Here is everything you need to know about the ginger root, how to grow it indoors, its many beneficial properties, how to keep it healthy and when to harvest.
Ginger root! What a beautiful thing. A staple item in a great number of cultural cuisines, this spicy, intense, fresh, over-the-top root is not just delicious, it’s nutritious!
On top of that, it is surprisingly easy to grow in your own backyard garden, or even in a pot inside. With the cold and flu season coming up, it’s a great idea to start thinking ahead on what kinds of herbs you’ll be wanting for that itchy throat.
Today we’ve prepared a little seminar on why ginger is amazing, where it likes to grow, and why you should incorporate it into your diet. But first…
A Wee Fun Fact
DID YOU KNOW that the part of the ginger we are eating, isn’t actually the root? There’s the plant/flowering portion that lives above the soil, then there is the rhizome that lives below the soil, and roots grow off of the rhizome.

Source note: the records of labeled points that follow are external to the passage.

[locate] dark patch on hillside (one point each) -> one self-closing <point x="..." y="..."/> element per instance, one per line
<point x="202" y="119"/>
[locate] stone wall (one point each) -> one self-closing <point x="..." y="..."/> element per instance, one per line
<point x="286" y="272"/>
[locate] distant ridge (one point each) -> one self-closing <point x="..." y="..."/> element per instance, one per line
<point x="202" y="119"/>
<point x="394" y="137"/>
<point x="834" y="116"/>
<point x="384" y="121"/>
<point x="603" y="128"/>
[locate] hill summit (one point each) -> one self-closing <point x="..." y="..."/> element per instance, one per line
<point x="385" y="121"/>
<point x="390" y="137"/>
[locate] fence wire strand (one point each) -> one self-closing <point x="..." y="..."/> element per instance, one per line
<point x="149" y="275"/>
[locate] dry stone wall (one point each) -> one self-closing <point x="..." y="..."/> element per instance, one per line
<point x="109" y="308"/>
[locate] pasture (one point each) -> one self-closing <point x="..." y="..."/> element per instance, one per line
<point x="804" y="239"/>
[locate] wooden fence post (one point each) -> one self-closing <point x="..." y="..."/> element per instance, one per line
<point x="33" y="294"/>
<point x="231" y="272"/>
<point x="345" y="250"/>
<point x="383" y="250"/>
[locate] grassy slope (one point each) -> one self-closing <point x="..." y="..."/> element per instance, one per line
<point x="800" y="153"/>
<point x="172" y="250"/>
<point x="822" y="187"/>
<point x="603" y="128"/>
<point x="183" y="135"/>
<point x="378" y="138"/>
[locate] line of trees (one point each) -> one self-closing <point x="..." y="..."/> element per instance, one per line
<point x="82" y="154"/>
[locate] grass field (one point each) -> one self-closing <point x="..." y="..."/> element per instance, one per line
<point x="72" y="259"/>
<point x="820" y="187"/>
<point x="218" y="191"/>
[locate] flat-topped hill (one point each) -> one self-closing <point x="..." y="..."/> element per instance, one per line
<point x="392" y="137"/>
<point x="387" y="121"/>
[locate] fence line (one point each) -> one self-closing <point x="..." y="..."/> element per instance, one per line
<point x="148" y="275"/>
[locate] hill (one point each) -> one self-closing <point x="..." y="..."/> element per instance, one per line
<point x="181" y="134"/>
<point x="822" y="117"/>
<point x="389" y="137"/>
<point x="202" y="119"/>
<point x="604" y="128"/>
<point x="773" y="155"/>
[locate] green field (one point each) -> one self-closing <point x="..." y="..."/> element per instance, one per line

The rhizome is the bit that we turn into oils, powders, and spicy ginger beer. Why has the entire planet been referring to the ginger root as ginger root? Maybe ginger rhizome doesn’t have the same ring to it.
Why You Love Ginger
Zingiber Officinale is part of the Zingiberaceae family and is one of the healthiest spices we have on the planet. Ginger is very closely related to turmeric, cardamom, and galangal.
These are all spices present in Indian, Thai, and Vietnamese cuisines — and I don’t know if you noticed, but after I eat food from any of these cultures my tummy always feels amazing after.
It’s Good For Your Body!
Where do I begin! Ginger has tons of medicinal properties, and it helps your gut, blood, brain, and heart.
- ginger is known to help in the fight against colds and flu
- it’s full of antioxidants resulting in anti-inflammatory benefits
- it treats nausea for people experiencing chemotherapy
- it helps women experiencing morning sickness and menstrual pain
- it aids in the relief of joint and muscle pain
- it helps settle an upset stomach
- regulation of blood sugar, insulin
- keeps a fast running metabolism
- reduces lipoproteins which a major risk factor when it comes to heart disease
How to Grow Ginger
Ginger is one of the most passive garden plants you could probably incorporate into your garden. Lots of seasoned gardeners say that they look at their ginger plant once a year: when it’s time for harvest.
The key is to plant a lot of ginger root at one time and wait one or two years to harvest it. If this is possible, you’ll have enough ginger to feed multiple families for multiple years.
You can start growing ginger from the roots that you purchase from the grocery store! Just try to find a large piece with lots of growth buds. These resemble small knobs that look like they were once the source of a root.
Since lots of produce from the grocery store tend to be sprayed with pesticides, it’s a good idea to soak the ginger overnight, especially in case it’s soaked with a growth retardant.
Ginger really loves warm weather, humidity, nutrient-rich soil, shelter from wind, and filtered sunlight.
*I mean it when I say the like humidity, they really like it. If you want to give them a little bit more attention, spray them with mist to keep them moist and happy.
Ginger is rather resilient, but try to keep it away from frost, strong wind, waterlogged soil, and direct sunlight.
*Don’t overwater ginger! Especially in the first few months of growth. The extra water will drain out all of those precious nutrients in the soil!
Planting & Harvesting Time
The best time of year to plant ginger is in the late winter or early spring. They can grow in pots or tubs, or in a nice deep plot in the garden.
The key is to plant it, make sure it’s not too dry or wet, and leave it forever.
You’ll know that it’s ready to harvest when the weather starts to cool at the end of the summer season. As this happens, things also tend to dry out. The ginger will really reduce it’s growing, and even start to die back. It stops sucking in water and the ground dries out. This is when the ginger will form those lovely edible rhizomes.
Once all of the green leaves that live above the soil are completely dead, you’ll know that your ginger is ready for harvest!